Plants help to reduce the amount of noise without altering the overall design of the space in several ways. The next time you’re in a noisy restaurant, look around the space. You’ll see a lot of hard surfaces—walls, floors, windows, furniture—without much cloth or padding to muffle the sound. Any noises reverberate and bounce back and forth, reaching into the corners. People talk louder in order to be heard, and the sound levels rise even more.

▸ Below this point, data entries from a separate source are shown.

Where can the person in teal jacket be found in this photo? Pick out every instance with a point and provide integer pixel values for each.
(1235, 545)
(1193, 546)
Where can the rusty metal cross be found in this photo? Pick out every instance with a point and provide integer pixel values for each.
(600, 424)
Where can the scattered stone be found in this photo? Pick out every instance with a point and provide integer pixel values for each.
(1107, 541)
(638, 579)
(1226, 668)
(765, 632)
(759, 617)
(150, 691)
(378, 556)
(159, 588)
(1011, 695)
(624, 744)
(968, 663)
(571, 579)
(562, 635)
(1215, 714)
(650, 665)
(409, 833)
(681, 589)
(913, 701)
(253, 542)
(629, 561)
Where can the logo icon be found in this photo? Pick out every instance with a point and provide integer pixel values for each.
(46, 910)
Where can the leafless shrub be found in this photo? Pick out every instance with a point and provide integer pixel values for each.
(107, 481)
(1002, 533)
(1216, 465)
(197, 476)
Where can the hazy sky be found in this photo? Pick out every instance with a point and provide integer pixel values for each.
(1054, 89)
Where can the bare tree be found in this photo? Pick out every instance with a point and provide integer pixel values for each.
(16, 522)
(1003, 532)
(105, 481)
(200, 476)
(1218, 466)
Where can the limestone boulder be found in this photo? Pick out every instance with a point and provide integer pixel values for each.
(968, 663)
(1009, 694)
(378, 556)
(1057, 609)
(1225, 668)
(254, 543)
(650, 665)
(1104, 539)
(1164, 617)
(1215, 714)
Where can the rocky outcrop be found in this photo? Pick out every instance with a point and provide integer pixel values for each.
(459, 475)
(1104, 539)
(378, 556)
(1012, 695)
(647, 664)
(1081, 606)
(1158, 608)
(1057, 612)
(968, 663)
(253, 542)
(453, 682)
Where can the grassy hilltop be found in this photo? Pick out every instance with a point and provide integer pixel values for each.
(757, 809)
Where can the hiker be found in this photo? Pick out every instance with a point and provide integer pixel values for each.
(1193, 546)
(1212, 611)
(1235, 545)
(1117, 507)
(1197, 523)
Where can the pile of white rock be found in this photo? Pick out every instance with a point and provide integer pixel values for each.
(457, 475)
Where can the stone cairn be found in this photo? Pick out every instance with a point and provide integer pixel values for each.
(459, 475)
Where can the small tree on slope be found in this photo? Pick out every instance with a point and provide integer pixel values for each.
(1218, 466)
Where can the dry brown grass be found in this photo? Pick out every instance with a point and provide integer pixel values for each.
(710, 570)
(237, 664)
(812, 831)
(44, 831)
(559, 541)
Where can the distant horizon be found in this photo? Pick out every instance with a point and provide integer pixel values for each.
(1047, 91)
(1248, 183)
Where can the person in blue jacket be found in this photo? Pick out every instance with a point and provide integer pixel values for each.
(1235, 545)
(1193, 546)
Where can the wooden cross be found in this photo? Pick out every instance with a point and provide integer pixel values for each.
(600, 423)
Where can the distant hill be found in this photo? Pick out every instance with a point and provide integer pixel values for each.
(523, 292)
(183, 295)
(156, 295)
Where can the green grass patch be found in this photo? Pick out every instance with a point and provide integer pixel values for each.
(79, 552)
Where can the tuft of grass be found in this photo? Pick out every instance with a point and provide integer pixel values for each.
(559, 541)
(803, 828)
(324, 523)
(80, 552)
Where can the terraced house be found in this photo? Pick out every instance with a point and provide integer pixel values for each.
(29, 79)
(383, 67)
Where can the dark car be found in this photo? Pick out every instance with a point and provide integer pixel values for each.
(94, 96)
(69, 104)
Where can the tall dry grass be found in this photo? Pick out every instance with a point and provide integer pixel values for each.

Large, cavernous spaces, such as building lobbies and shopping malls, can seem intimidating and uninviting. People can feel exposed in big, empty spaces, especially in unfamiliar surroundings. Introducing plants can interrupt that space, creating visual depth and breaking the space into smaller, cozier, more appealing areas. Plants can act as room dividers, creating smaller, more intimate spaces within a building lobby where people can meet and review their notes prior to attending a business meeting.

Plants can also be used as portable walls, creating collaboration spaces in an open-concept office without walls. Most plants in individual pots can be moved as the needs of the tenants and visitors change, something most walls cannot do.


Tall ceilings can also be daunting and make a visitor feel small and vulnerable. Introducing tall plants with a canopy of foliage into such a setting creates a “false ceiling” by visually lowering the space overhead. Tall, well-spaced ficus trees can turn a large lobby or shopping mall into an inviting indoor garden space. For example, introducing a 15-foot-tall ficus tree in a space with 50-foot ceilings can visually bring the ceiling down to a more manageable 12- to 15-foot height. The heavier the canopy of foliage, the greater the reduction in perceived overhead space.


Plants can add splashes and dashes of color to an otherwise monotone setting. We think of plants as being green, yet there are many shades of green. Leaves can vary from deep green to olive green, blue-green, silver-green, or neon-lime green, to name a few possibilities.

Just as spices add interest to a meal, plants add color and interest in subtle or more vivid ways. Leaves can be variegated white, silver, yellow, red, purple, or orange, or even have markings in multiple colors in the case of croton foliage. Vibrant-colored plants stand out while darker shades of green or deep maroon recede, adding depth and acting as a background in plant groupings.


Research has shown that when plants are present in a shopping area, people perceive that the value of the merchandise being sold is greater, compared to the same merchandise in an area without plants. In one study, consumers were willing to spend a conservative 12 percent more for products in an environment with trees (Wolf 2002). People also tend to linger longer and buy more merchandise in shopping areas where plants are present. Many shopping malls and boutique shops take advantage of this effect to increase sales.

Plants add a sense of luxury and prestige to a space. People subconsciously associate tropical plants with success, and feel more confident working and dealing with companies that have plants in their built environment.